Part one attempts to give a feel for everyday life. There are some superb descriptive passages in this — of a cheap lodging house and its inhabitants, of what it's like to work down a mine, and of the unemployed scrabbling for waste coal, to list just a few.
"We walked up to the top of the slag-heap. The men were shovelling the dirt out of the trucks, while down below their wives and children were kneeling, swiftly scrabbling with their hands in the damp dirt and picking out lumps of coal the size of an egg or smaller. You would see a woman pounce on a tiny fragment of stuff, wipe it on her apron, scrutinize it to make sure it was coal, and pop it jealously into her sack. [...] Down at the bottom of the 'broo' the people who had failed to get on to either train were gleaning the tiny chips of coal that came rolling down from above — fragments no bigger than a hazel-nut, these, but the people were glad enough to get them."Insightful interpretations accompany the descriptions, though in places Orwell ventures less successfully towards social history, with analysis of household budgets, statistics, housing, and so forth. Some of what he writes is still topical — an explanation of the low quality diet of the poor, for example.
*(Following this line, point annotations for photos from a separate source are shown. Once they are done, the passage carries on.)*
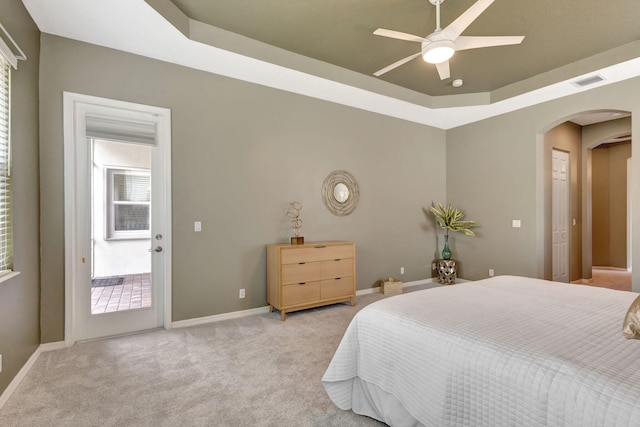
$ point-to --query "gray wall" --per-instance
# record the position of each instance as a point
(20, 296)
(495, 171)
(241, 152)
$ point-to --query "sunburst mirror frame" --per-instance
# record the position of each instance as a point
(336, 201)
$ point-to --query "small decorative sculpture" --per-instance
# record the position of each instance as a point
(296, 222)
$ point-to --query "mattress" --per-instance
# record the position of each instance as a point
(506, 351)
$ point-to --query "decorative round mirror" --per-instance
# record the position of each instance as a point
(340, 193)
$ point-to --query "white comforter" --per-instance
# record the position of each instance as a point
(506, 351)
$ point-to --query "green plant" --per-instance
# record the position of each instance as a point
(451, 219)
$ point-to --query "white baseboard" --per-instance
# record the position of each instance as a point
(262, 310)
(22, 373)
(219, 317)
(377, 288)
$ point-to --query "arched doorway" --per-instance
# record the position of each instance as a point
(579, 135)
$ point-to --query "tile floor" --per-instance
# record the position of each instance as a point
(135, 292)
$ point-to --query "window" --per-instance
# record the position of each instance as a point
(128, 203)
(6, 214)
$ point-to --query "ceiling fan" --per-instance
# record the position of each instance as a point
(439, 46)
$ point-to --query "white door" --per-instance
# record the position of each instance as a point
(91, 124)
(560, 215)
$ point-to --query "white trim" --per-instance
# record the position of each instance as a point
(219, 317)
(263, 310)
(8, 275)
(22, 373)
(73, 121)
(6, 51)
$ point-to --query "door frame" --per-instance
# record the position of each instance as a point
(74, 105)
(566, 215)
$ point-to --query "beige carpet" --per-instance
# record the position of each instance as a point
(252, 371)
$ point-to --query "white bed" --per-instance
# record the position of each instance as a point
(506, 351)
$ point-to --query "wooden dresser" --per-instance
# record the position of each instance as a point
(310, 275)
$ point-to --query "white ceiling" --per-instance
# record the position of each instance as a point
(135, 26)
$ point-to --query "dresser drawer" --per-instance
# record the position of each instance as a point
(302, 272)
(336, 268)
(336, 288)
(316, 253)
(300, 294)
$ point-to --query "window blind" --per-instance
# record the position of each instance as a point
(6, 211)
(119, 130)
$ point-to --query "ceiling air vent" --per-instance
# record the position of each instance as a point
(588, 81)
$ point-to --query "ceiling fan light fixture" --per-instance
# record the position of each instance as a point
(438, 52)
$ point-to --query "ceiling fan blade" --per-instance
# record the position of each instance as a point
(398, 35)
(443, 70)
(464, 43)
(396, 64)
(456, 28)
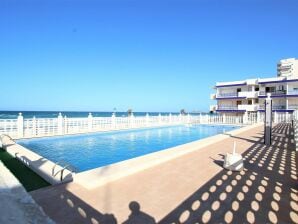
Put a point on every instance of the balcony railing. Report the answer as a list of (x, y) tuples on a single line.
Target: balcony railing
[(274, 107), (223, 107), (273, 93), (248, 107), (293, 106), (293, 92), (248, 94), (222, 95)]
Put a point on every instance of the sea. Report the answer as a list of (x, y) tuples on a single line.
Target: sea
[(53, 114)]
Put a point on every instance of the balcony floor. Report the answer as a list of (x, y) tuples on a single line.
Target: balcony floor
[(192, 188)]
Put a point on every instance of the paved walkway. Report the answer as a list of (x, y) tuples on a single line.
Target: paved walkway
[(193, 188)]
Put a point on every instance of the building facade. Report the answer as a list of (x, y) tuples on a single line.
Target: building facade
[(249, 95)]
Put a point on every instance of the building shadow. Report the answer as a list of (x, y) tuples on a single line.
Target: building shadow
[(265, 191), (69, 209)]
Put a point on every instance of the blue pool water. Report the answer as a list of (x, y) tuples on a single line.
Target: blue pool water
[(90, 151)]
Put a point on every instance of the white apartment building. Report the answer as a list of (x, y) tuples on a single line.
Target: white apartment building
[(249, 95)]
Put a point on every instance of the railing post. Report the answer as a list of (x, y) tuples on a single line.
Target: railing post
[(90, 122), (113, 120), (132, 120), (34, 129), (65, 125), (258, 117), (275, 117), (180, 118), (147, 119), (245, 118), (60, 124), (159, 119), (20, 125), (188, 118)]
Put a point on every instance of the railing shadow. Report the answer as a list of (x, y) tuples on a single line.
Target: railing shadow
[(264, 192)]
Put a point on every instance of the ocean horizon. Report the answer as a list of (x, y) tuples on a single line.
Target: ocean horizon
[(53, 114)]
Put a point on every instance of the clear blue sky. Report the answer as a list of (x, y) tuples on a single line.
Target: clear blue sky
[(146, 55)]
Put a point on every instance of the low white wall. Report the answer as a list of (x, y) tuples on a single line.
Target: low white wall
[(40, 165), (17, 206)]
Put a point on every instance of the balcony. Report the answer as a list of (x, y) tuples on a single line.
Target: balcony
[(226, 107), (251, 94), (248, 107), (213, 108), (293, 92), (293, 106), (274, 107), (227, 95), (244, 107), (274, 93)]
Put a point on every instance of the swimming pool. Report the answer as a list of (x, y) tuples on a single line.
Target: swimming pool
[(88, 151)]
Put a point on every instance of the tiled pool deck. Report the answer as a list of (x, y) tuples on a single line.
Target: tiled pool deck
[(192, 188)]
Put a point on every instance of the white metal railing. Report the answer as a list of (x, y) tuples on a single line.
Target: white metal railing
[(248, 94), (295, 127), (248, 107), (293, 92), (227, 107), (273, 93), (293, 106), (38, 127)]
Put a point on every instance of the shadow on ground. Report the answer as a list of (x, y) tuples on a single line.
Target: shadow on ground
[(265, 191)]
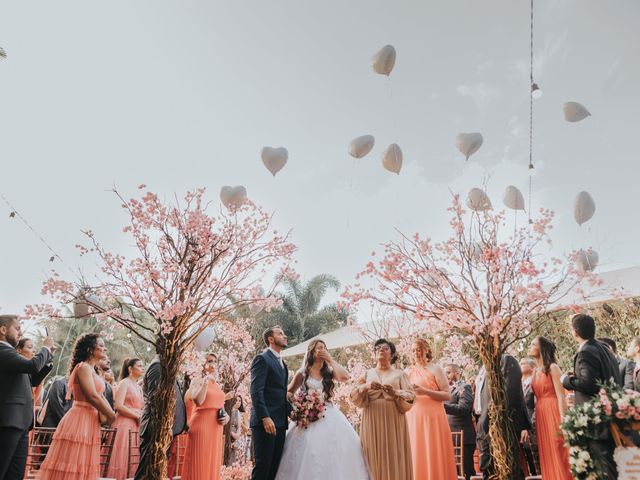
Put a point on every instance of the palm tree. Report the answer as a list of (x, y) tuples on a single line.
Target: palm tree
[(300, 314)]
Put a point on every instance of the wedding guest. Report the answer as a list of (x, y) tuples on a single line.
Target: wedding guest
[(550, 407), (627, 367), (431, 444), (458, 411), (237, 431), (633, 352), (515, 410), (205, 441), (17, 377), (129, 401), (385, 395), (530, 445), (103, 368), (74, 453), (27, 349), (55, 403), (593, 364)]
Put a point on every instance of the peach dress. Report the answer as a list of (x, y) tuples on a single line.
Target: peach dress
[(383, 430), (205, 442), (75, 449), (554, 456), (431, 441), (134, 399)]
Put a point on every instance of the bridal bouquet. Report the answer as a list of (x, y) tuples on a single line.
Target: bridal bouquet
[(308, 407)]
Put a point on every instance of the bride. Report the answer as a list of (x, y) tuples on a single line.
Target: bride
[(328, 448)]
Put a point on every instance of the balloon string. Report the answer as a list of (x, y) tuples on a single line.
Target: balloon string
[(16, 213)]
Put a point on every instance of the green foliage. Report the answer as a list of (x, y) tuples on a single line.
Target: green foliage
[(619, 320), (300, 314), (120, 343)]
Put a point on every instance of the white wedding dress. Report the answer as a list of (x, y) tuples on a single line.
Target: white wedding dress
[(328, 449)]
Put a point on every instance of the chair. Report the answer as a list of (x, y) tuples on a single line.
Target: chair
[(39, 443), (134, 453), (107, 436), (458, 452)]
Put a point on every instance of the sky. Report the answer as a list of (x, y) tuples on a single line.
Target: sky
[(180, 95)]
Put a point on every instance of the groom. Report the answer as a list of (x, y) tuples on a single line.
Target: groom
[(269, 375)]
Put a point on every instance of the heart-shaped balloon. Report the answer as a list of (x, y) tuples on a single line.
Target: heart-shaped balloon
[(587, 260), (274, 158), (392, 159), (469, 143), (478, 201), (361, 146), (513, 198), (384, 60), (233, 197), (574, 112), (584, 207)]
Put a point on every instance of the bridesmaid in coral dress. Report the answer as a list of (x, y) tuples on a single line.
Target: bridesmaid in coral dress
[(431, 441), (550, 408), (75, 449), (205, 441), (129, 402)]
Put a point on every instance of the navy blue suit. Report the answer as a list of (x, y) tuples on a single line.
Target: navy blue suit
[(269, 399)]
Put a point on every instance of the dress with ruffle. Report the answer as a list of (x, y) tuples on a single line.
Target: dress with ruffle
[(75, 448)]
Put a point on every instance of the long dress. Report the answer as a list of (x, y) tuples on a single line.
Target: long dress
[(383, 432), (328, 448), (134, 399), (74, 453), (431, 441), (205, 442), (554, 456)]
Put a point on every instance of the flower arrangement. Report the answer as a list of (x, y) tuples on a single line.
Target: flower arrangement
[(237, 471), (308, 407), (585, 423)]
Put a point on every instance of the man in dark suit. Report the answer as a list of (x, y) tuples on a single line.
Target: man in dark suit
[(626, 366), (270, 409), (633, 352), (516, 411), (150, 388), (17, 376), (530, 446), (57, 404), (459, 410), (594, 363)]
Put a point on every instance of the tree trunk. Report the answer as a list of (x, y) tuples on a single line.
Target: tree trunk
[(502, 435), (162, 408)]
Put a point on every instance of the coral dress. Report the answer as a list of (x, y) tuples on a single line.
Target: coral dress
[(554, 457), (75, 449), (134, 399), (205, 442), (431, 441), (383, 432)]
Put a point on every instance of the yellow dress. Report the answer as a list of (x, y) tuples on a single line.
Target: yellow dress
[(383, 432)]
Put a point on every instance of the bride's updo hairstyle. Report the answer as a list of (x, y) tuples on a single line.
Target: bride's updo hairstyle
[(328, 385)]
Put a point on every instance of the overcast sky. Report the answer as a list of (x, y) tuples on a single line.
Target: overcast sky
[(184, 94)]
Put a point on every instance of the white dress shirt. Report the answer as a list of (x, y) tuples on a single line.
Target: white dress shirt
[(277, 354)]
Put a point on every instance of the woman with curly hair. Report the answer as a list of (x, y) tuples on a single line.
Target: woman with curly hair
[(75, 449), (385, 395), (331, 437), (431, 441), (550, 407)]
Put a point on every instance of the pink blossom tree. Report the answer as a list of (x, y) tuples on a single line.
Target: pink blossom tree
[(488, 282), (190, 271)]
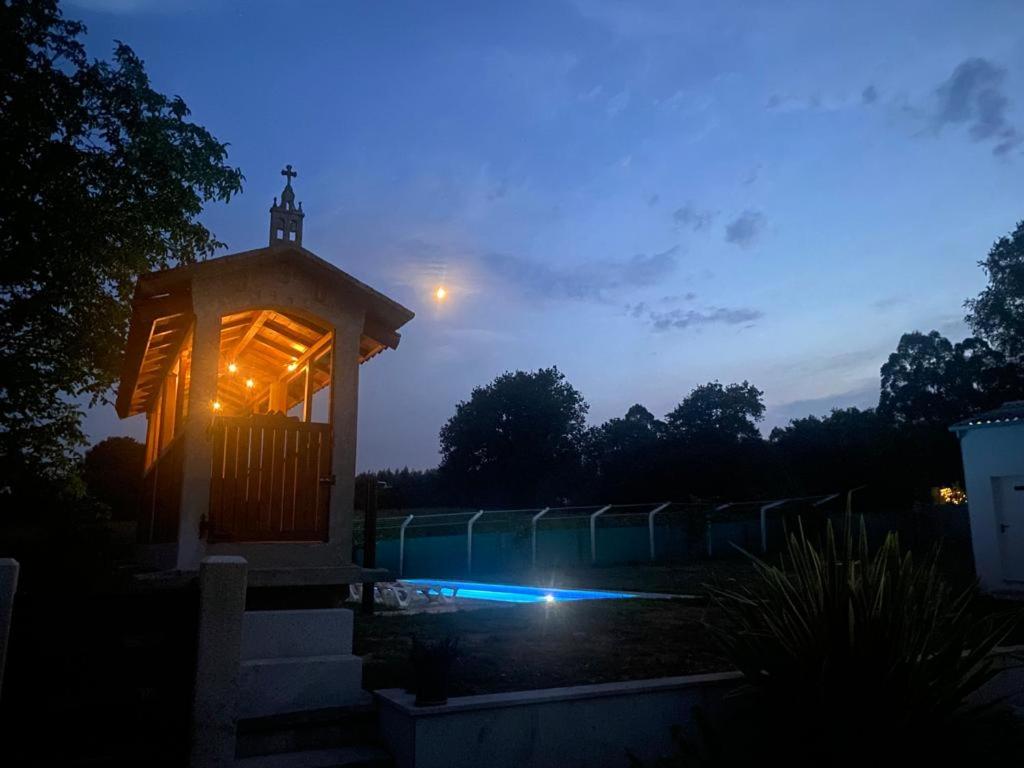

Drawing on the experiences described in part one, and those as a tramp described in Down and Out in Paris and London, Orwell goes on in part two to offer some broader observations on the English class system and on the challenges facing socialism. He touches on his own background as an Eton-educated snob and his life-changing experience as an agent of imperialism in Burma, before moving on to general observations, on topics such as the use of "cleanliness" to reinforce class barriers and the common mismatch between social and economic status.
Orwell also offers practical "marketing tips" for those trying to sell socialism.
"Socialism, at least in this island, does not smell any longer of revolution and the overthrow of tyrants; it smells of crankishness, machine-worship, and the stupid cult of Russia. Unless you can remove that smell, and very rapidly, Fascism may win."Some of this seems odd or misguided now — snide remarks about sandal-wearing vegetarians, for example, and some racial stereotyping — and Orwell's predictions are in places just plain wrong. Though much less engaging than the first-hand descriptions in part one, however, this does offer a fascinating perspective on the politics of the time.